Synopsis: Union Budget 2026 focusses on development of tier-2, tier-3 cities, and temple towns through infrastructure development, connectivity and upgrade in basic amenities through allocation of ₹5000 crore for each City Economic Region (CER).
The real estate in India has long been based on its metros such as Mumbai and Delhi but the Budget 2026 changes it to the Tier-2/3 cities and temple towns through a Rs 5,000 crore per City Economic Region (CER) in five years.
Budget’s Core Proposal
Each CER has been allocated Rs 5,000 crore in the Budget and it is aimed to reach Tier-2 and Tier-3 cities and temple towns. Grants are provided under a system of fund release in the form of a challenge mode, whereby states and urban local governments are required to compete and fulfill stringent eligibility requirements in order to obtain it.
The main criteria and characteristics are
- Selection by challenge mode: Cities have to present detailed proposals on how they can economically prosper in such areas as manufacturing, logistics, tourism, or education; after evaluation only certain CERs can get funding.
- Reform-cum-results-based disbursements: The releases are in tranches that are linked to achievements, including 25 percent of infrastructure projects (roads, public transport, water, sanitation) to receive the next installment.
- Performance accountability: City authorities demonstrate governance reforms such as property tax collection quality or project implementation efficiency to unlock all Rs 5,000 crore in five years.
- Alignment with local growth drivers: CERs need to be aligned with the local growth drivers to promote job clusters and urban agglomerations.
Describing cities as engines of growth, Finance Minister Sitharaman explained that such criteria would make sure that funds spurred quantifiable development in the non-metro areas.
Spurring Real Estate Demand
Improved infrastructure will trigger demand in real estate development in these areas; housing, retail, hospitality, and commercial real estate. Enhanced accessibility through roads, rail and utility makes consumers escape the congestion and prohibitive prices in the metro.
Demand drivers by sector
- Housing: There will be an influx in the affordable homes and rentals around the industrial areas, premium residences in the temple towns such as Varanasi or Madurai will increase the number of families and professionals who will be attracted therein.
- Retail: The local consumption in the emerging urban pockets will increase, and this will be fueled by the presence of tourism and increased incomes in the city, thereby improving the malls and shopping centers.
- Hospitality: Hotels and guesthouses will increase to include pilgrims and business travelers and this will be enabled by the enhanced access routes.
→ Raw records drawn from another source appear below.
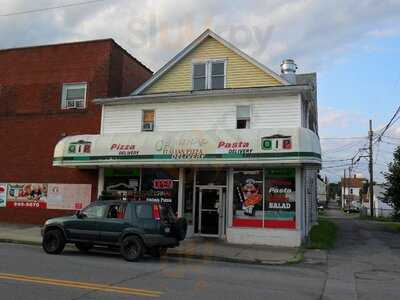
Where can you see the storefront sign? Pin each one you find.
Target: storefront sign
(27, 195)
(276, 142)
(3, 194)
(239, 147)
(124, 149)
(163, 184)
(261, 145)
(68, 196)
(280, 185)
(47, 196)
(248, 198)
(80, 147)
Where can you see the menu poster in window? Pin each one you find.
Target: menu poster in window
(3, 194)
(27, 195)
(68, 196)
(248, 207)
(280, 209)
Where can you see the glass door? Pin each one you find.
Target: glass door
(210, 210)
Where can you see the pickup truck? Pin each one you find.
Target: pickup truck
(135, 227)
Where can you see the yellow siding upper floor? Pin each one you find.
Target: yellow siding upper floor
(240, 73)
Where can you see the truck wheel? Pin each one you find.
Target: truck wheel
(84, 247)
(158, 251)
(53, 241)
(132, 248)
(180, 229)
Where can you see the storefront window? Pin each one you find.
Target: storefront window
(120, 183)
(211, 177)
(248, 198)
(188, 201)
(275, 209)
(161, 185)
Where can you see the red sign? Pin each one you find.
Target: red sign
(163, 184)
(26, 204)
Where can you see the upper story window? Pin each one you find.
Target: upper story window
(209, 75)
(74, 95)
(243, 116)
(148, 120)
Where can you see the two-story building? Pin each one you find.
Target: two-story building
(46, 93)
(224, 140)
(351, 188)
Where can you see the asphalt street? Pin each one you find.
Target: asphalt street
(364, 265)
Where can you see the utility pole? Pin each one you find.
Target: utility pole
(371, 171)
(344, 189)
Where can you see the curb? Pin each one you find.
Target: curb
(299, 257)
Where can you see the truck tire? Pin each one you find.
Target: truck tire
(53, 241)
(84, 247)
(180, 229)
(132, 248)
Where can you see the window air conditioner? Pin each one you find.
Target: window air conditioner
(148, 126)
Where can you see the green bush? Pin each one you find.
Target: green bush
(323, 235)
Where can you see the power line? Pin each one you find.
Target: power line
(25, 12)
(339, 166)
(343, 138)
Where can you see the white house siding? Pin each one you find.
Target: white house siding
(273, 112)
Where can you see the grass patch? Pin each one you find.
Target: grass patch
(323, 235)
(393, 227)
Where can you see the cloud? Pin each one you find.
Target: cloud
(333, 117)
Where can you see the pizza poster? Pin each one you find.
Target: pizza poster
(280, 187)
(3, 194)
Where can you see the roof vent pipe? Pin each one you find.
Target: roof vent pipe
(288, 70)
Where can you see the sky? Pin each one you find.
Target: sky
(352, 45)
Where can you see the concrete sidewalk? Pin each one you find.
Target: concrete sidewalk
(198, 248)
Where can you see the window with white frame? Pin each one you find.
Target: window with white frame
(74, 96)
(243, 116)
(148, 120)
(209, 75)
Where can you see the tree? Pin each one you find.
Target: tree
(392, 183)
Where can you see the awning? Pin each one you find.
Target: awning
(179, 148)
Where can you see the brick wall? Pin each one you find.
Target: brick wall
(31, 118)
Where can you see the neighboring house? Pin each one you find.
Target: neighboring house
(225, 141)
(381, 209)
(322, 191)
(351, 188)
(46, 93)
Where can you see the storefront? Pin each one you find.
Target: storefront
(254, 186)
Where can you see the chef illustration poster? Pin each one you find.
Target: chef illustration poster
(248, 197)
(280, 189)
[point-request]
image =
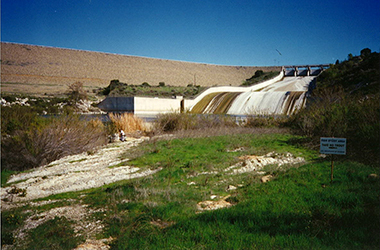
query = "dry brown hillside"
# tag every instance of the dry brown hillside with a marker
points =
(39, 70)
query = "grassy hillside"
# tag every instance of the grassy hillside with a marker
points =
(346, 104)
(39, 70)
(298, 209)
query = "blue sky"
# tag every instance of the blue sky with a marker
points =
(225, 32)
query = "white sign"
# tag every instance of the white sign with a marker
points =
(333, 146)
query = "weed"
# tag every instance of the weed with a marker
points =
(57, 233)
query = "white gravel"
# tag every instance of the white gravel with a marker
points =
(73, 173)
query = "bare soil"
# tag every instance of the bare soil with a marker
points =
(40, 70)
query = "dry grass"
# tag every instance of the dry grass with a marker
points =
(127, 122)
(40, 70)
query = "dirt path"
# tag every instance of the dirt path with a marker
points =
(73, 173)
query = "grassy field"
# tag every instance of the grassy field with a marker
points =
(298, 209)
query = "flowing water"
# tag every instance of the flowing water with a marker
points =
(275, 98)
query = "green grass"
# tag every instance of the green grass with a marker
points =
(298, 209)
(5, 174)
(54, 234)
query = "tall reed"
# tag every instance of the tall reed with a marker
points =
(127, 122)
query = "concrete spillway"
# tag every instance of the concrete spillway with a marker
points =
(282, 95)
- Commercial: There will be an increase in the number of office parks and warehouses along commercial logistic routes due to manufacturing and service sector expansion.
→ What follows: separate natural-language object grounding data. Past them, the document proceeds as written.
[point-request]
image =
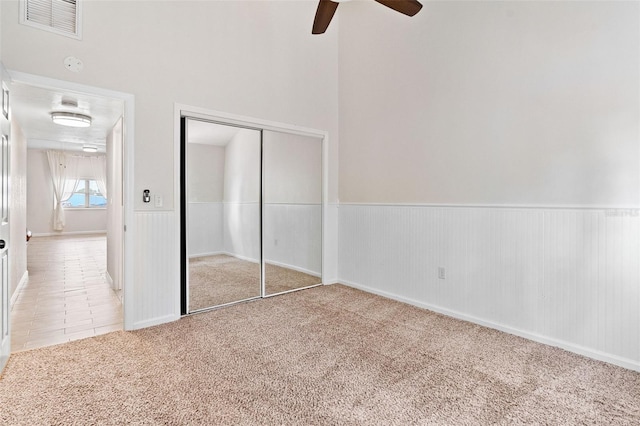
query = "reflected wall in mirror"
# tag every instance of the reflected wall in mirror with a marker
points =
(223, 214)
(292, 211)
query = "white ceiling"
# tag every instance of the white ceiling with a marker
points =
(32, 106)
(207, 133)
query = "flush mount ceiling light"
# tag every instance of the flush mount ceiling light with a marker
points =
(71, 119)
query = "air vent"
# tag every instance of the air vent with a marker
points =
(59, 16)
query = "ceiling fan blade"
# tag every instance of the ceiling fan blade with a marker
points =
(408, 7)
(326, 9)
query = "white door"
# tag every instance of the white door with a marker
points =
(5, 130)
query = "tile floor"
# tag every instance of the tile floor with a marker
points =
(67, 296)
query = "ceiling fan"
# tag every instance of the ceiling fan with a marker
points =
(327, 8)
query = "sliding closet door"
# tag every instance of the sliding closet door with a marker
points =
(292, 211)
(223, 190)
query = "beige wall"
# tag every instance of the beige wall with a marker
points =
(18, 207)
(205, 173)
(531, 103)
(253, 58)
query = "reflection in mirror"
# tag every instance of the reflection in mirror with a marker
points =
(292, 211)
(223, 214)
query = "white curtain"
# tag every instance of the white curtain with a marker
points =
(64, 176)
(99, 167)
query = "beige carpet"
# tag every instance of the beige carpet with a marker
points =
(326, 356)
(216, 280)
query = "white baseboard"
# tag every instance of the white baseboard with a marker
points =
(57, 234)
(295, 268)
(213, 253)
(238, 256)
(21, 284)
(590, 353)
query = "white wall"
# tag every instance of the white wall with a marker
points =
(242, 195)
(292, 222)
(205, 186)
(17, 209)
(252, 58)
(205, 173)
(261, 61)
(490, 106)
(115, 214)
(40, 201)
(480, 102)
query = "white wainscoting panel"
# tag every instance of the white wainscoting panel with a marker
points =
(330, 244)
(293, 236)
(156, 263)
(205, 230)
(566, 277)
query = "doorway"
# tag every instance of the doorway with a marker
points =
(251, 208)
(94, 233)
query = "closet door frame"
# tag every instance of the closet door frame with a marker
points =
(191, 112)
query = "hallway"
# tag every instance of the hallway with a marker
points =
(67, 296)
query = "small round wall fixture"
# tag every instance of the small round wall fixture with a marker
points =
(71, 119)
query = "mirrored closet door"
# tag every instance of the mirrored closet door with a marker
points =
(251, 213)
(223, 190)
(292, 211)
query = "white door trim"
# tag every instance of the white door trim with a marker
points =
(190, 111)
(127, 178)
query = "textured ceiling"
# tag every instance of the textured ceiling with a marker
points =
(32, 106)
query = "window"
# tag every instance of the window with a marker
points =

| Sector | Expected Boost | Key Infrastructure Enablers |
| Housing | Mid-segment and worker units | Roads, transit, utilities |
| Retail | High-street and malls | Connectivity, tourism influx |
| Hospitality | Budget to luxury stays | Airport/rail links |
| Commercial | Offices, logistics hubs | Industrial freight corridors |
According to Pradeep Aggarwal of Signature Global, this contributes to planned urbanisation whereas Gurpal Singh Chawla of TREVOC predicts slow but consistent demand upsurges.
Homebuyers and Developers Attraction
The tier-2/3 properties that are 30-50% cheaper than metros will attract buyers with high quality services such as clean water supply and green areas. The advantage of developers is the reduced cost of lands, guaranteed financing, and the possibilities of scales.
Attraction factors:
- To homebuyers: cheaper prices would be added to job closeness and short commute distance, attractive to millennials and remote workers.
- To the developers: Reform-linked funds reduce risks; integrated townships and mixed-use projects could be provided by the abundant amount of land.
- Professional recommendations Niranjan Hiranandani of Naredco is terming CERs unified ecosystems of transit-oriented growth; Manik Malik of BPTP pictures orderly urban growth.
The risks associated with execution such as delays remain, but milestone-based criteria will maintain momentum.
Conclusion
The Rs 5,000 crore CER strategy has the potential of reorganizing the real estate in India as it enables the Tier-2, Tier-3 cities and temple towns to become pulsars. It attracts home owners and property developers with better infrastructure that would relieve the congested metro networks and create prosperity inclusion. Provided that the states address challenge-mode requirements and reforms, this initiative could open billions of investments, transform urban India.